5. Ritus Siraman calon pengantin putri dan
calon pengantin putra akan dibersihkan secara lahiriah dan batiniah untuk
menyongsong upacara perkawinan yang dhaup atau panggih menurut adat jawa.
VI.
Syarat-Syarat Upacara Siraman
Setiap ritus agar tetap menampakan
kesakralan, kesucian dan kesyahan dalam pelaksanaannya maka dibutuhkan
syarat-syarat tertentu yang memiliki arti penting dalam setiap bagiannya. Ritual
akan mempunyai dampak, pengaruh dan makna yang dalam ketika semua terpenuhi
secara baik dalam tata caranya dan lengkap dalam persyaratan-persyaratan yang
dibutuhkan. Lalu dalam Ritus Siraman ini apa yang dibutuhkan sebagai sarananya
agar tetap sakral, suci dan syah? Ada beberapa bahan yang sulit dicari bahkan bahan
tersebut banyak diperlukan. Syarat-syarat itu adalah:
a. Syarat
Material yang digunakan
1. Air yang digunakan untuk upacara siraman harus
berasal dari 7 sumber yang tidak mudah dicari. Air berjumlah
tujuh melambangkan harapan hidup saling menolong ”mitulungi, pitulungan”.

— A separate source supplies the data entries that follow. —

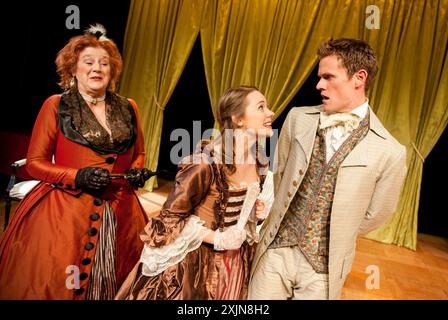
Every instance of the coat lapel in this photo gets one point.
(306, 131)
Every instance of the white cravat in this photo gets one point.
(339, 126)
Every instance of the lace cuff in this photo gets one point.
(156, 260)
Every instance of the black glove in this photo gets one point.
(138, 176)
(92, 179)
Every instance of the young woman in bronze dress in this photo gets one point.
(194, 248)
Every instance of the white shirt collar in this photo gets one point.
(361, 111)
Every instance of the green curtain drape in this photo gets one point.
(269, 44)
(159, 37)
(273, 44)
(411, 96)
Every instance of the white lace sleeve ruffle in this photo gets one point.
(156, 260)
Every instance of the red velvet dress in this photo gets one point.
(54, 231)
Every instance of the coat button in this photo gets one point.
(92, 232)
(83, 276)
(110, 160)
(79, 291)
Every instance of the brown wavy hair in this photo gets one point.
(354, 55)
(67, 59)
(231, 103)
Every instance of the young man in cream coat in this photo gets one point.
(338, 174)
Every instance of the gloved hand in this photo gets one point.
(92, 178)
(138, 176)
(229, 239)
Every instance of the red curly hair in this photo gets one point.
(67, 59)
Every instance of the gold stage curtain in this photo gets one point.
(159, 37)
(269, 44)
(410, 96)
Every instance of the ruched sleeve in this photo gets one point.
(42, 147)
(193, 180)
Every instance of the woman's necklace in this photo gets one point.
(91, 99)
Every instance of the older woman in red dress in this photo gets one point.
(76, 234)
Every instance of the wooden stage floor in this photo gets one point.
(400, 273)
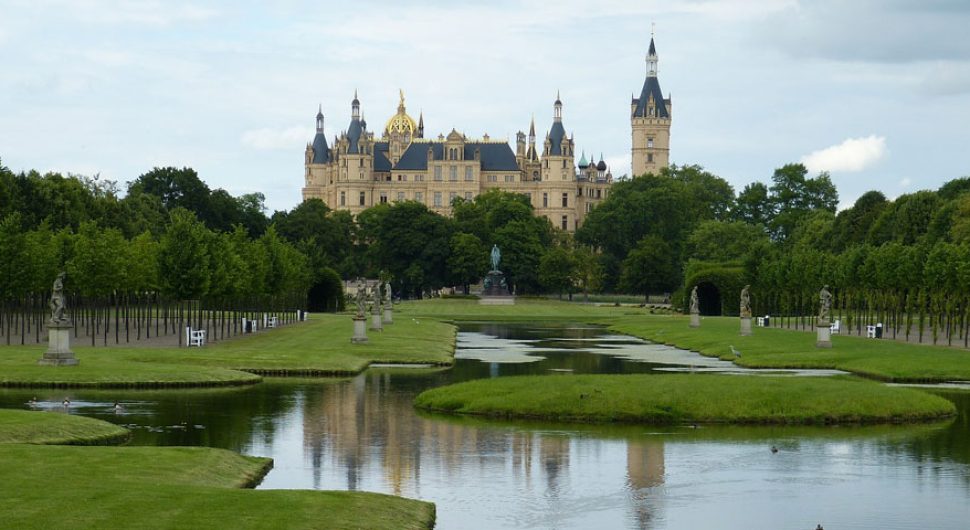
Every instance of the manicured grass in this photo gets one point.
(50, 487)
(34, 427)
(109, 368)
(885, 360)
(664, 399)
(318, 347)
(529, 309)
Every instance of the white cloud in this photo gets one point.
(277, 139)
(854, 154)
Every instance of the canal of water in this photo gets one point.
(362, 434)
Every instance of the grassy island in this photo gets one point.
(678, 398)
(319, 347)
(885, 360)
(28, 427)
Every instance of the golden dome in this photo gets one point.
(401, 122)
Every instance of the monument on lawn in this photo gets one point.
(496, 291)
(746, 311)
(59, 329)
(823, 325)
(695, 309)
(377, 319)
(388, 304)
(360, 318)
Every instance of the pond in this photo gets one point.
(362, 434)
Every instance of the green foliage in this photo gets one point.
(468, 261)
(184, 257)
(651, 267)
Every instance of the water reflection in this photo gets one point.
(363, 434)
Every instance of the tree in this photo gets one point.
(650, 267)
(468, 261)
(557, 269)
(184, 257)
(723, 240)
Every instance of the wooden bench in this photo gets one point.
(194, 337)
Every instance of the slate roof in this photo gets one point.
(556, 134)
(650, 87)
(321, 153)
(381, 162)
(353, 134)
(494, 156)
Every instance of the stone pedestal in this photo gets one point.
(59, 347)
(745, 326)
(824, 335)
(360, 330)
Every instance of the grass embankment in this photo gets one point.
(320, 346)
(51, 487)
(665, 399)
(525, 309)
(885, 360)
(27, 427)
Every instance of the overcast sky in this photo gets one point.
(875, 92)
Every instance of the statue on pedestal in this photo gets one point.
(58, 303)
(361, 298)
(825, 305)
(746, 302)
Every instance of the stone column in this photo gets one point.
(745, 326)
(823, 330)
(360, 330)
(59, 346)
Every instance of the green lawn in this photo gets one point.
(679, 398)
(320, 346)
(35, 427)
(54, 487)
(886, 360)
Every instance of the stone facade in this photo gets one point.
(359, 169)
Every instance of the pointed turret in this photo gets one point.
(321, 151)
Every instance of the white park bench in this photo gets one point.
(194, 337)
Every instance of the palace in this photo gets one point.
(359, 171)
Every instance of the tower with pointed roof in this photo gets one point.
(650, 116)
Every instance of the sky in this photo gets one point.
(877, 93)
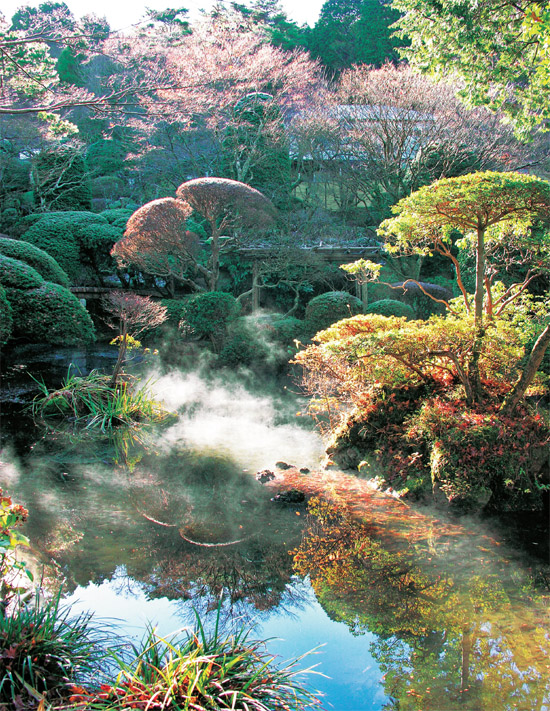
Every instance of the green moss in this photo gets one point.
(18, 275)
(390, 307)
(285, 330)
(76, 240)
(50, 313)
(326, 309)
(35, 257)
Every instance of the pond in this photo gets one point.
(405, 609)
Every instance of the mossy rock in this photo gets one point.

Air sumber tua yang tidak pernah kering melambangkan hidup calon pengantin
dapat memberikan penghidupan seperti layaknya air yang tidak pernah kering,
rezeki terus mengalir, kemulian terus didapat dan yang tua dapat memberikan
pengayoman kepada yang lebih muda. Air ini akan dicampur di dalam khendi dengan bunga setaman yang terdiri dari: bunga
mawar, bunga melati, bunga kantil dan bunga kenanga. Percampuran ini
dimaksudkan agar air yang akan disiramkan kepada kedua calon pengantin secara
simbolik mengeluarkan keharuman dan kewangi-wangian. Lalu
cengkir gading dua buah yang dimasukan dalam kembang setaman, dan uang
logam Rp. 50,00 dan juga ada tersedia sehelai kain batik dan beberapa bahan
baju.
2. Bahan
selanjutnya adalah keluarga menyiapakan sesaji dan kosokan siraman untuk
kelangsungan upacara. Sesaji siraman itu antara lain: tumpeng sega janganan
(nasi tumpeng urapan), jajan pasar, nasi tumpeng robyong, dan ayam hidup.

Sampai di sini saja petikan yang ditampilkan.